Engineering Contradictions & Design Principles
Engineering Contradiction Analysis
1Productivity
If automated machine learning algorithms are used to identify well targets, then productivity and speed are improved, but device complexity increases
Solution Approach 1:
The patent introduces an automated machine learning system as an intermediary between geological data and well target identification decisions. This system processes reservoir simulation models, generates opportunity indexes, and classifies reservoir sections automatically, replacing manual expert analysis while managing complexity through standardized algorithms and embedding spaces.
2Reliability
If expert knowledge is captured and automated, then knowledge transfer and reliability are improved, but device complexity increases
Solution Approach 1:
The patent captures expert knowledge by creating computational copies of expert decision-making processes. Machine learning models are trained on expert-identified well targets and reservoir characteristics, reproducing expert reasoning patterns in an automated system. This allows knowledge to be transferred and applied consistently across multiple realizations without depending on individual experts.
3Manufacturing precision
If manual expert analysis is used for well target identification, then manufacturing precision is maintained, but loss of time increases
Solution Approach 1:
The patent performs preliminary actions by pre-processing reservoir simulation models and pre-computing embedding spaces for reservoir sections before actual well target identification is needed.
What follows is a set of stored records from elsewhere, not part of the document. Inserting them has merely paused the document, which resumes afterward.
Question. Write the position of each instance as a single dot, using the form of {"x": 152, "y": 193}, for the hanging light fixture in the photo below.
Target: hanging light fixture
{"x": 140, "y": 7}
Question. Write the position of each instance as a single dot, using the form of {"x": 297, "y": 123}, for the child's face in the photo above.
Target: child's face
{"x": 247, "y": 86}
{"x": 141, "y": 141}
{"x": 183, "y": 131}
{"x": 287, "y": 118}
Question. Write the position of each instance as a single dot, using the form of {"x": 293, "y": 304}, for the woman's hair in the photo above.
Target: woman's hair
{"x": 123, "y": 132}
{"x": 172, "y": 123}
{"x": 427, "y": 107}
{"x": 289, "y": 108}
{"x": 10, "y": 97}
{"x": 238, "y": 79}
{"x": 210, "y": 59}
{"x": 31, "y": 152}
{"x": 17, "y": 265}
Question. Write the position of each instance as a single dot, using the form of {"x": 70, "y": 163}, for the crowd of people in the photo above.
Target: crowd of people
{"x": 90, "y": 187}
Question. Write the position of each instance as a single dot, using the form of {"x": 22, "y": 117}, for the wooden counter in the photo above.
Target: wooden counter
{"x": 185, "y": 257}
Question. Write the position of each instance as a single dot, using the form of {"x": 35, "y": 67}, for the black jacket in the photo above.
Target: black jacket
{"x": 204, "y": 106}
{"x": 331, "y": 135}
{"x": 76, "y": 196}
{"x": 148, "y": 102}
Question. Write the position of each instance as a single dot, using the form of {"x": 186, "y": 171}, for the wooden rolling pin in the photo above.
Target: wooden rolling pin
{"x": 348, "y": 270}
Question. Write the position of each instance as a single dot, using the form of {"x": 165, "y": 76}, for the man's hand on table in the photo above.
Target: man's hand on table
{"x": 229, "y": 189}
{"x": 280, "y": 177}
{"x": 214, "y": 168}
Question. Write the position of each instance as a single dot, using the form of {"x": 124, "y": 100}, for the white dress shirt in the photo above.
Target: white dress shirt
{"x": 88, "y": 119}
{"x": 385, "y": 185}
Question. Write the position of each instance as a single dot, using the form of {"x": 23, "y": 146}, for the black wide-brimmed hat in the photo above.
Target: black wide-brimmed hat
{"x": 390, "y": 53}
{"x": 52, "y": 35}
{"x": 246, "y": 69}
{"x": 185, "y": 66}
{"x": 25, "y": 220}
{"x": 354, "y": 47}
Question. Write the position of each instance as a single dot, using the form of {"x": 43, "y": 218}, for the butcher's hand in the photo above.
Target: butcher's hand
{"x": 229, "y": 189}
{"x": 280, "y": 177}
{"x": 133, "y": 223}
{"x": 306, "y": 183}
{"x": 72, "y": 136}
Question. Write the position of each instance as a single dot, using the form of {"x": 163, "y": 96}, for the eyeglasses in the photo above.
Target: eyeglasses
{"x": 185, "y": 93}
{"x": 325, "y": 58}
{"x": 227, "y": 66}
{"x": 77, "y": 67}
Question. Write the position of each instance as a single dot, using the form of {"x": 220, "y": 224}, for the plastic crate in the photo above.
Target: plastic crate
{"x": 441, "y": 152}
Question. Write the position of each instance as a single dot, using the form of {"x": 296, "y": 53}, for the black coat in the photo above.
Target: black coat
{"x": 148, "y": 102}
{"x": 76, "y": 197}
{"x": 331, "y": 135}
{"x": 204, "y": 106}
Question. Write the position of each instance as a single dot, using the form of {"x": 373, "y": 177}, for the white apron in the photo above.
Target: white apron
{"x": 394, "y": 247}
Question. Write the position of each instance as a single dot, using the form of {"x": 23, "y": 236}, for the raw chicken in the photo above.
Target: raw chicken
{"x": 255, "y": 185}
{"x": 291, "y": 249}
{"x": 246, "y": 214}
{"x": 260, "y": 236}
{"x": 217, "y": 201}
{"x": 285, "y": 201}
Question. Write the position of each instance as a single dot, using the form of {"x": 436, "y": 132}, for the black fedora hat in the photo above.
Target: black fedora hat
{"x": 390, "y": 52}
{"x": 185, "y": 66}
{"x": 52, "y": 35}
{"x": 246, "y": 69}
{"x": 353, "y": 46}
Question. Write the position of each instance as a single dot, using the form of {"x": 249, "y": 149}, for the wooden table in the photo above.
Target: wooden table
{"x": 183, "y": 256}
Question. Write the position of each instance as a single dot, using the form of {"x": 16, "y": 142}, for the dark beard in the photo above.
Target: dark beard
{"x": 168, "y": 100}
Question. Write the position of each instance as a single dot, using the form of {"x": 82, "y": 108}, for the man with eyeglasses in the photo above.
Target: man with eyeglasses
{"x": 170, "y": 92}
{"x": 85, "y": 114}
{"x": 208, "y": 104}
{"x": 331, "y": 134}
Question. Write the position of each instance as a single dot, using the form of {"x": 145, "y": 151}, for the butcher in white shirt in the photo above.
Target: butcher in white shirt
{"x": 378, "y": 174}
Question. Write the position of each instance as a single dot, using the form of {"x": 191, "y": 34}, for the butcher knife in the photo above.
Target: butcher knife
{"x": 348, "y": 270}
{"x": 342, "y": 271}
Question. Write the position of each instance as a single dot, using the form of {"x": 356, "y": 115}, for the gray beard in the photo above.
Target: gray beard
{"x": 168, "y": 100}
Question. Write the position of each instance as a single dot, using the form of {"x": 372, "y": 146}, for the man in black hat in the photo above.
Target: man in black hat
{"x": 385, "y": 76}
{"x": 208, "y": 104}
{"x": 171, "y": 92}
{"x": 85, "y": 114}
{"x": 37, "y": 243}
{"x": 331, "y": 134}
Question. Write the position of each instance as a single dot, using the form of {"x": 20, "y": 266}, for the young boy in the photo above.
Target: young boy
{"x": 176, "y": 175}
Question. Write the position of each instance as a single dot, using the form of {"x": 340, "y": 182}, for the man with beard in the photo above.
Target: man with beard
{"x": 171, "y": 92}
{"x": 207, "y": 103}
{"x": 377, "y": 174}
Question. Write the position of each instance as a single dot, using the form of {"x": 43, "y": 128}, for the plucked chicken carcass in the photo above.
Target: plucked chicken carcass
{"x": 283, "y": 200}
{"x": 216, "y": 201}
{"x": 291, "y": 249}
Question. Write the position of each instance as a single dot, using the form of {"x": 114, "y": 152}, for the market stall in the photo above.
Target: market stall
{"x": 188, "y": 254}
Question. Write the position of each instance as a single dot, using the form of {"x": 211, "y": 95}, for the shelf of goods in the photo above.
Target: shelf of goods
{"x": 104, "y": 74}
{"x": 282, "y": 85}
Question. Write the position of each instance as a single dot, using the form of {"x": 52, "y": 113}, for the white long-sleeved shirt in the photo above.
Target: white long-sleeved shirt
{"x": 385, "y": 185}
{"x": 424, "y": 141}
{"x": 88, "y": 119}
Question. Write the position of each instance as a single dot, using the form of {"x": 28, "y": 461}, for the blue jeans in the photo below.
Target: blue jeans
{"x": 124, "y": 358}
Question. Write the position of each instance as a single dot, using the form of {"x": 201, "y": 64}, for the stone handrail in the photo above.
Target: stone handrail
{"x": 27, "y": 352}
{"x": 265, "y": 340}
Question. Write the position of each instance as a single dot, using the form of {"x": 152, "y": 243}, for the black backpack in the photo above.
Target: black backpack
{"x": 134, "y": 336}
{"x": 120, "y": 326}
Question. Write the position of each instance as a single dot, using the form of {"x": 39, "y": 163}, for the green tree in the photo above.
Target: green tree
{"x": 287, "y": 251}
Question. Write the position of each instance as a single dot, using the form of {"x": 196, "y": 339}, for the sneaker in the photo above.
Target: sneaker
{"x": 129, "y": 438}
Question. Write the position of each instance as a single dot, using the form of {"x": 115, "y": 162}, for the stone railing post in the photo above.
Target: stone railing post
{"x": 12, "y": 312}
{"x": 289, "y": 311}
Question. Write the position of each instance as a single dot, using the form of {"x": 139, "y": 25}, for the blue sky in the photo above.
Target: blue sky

Opportunity indexes are generated in advance based on reservoir properties, so that when well targets need to be identified, the system can quickly query and classify pre-computed data rather than analyzing raw simulation data from scratch.
Data Source
AI summary
A system and method are provided for identifying a wellsite target for drilling, including receiving a plurality of data regarding a wellsite, generating a distribution of reservoir properties using the plurality of data for an area of a reservoir defined within the wellsite, determining at least one opportunity index for an area in the reservoir based on at least one of the corresponding reservoir properties, classifying a section of the reservoir based on at least one computed embedding space, wherein the at least one computed embedding space of the section is based on the at least one opportunity index.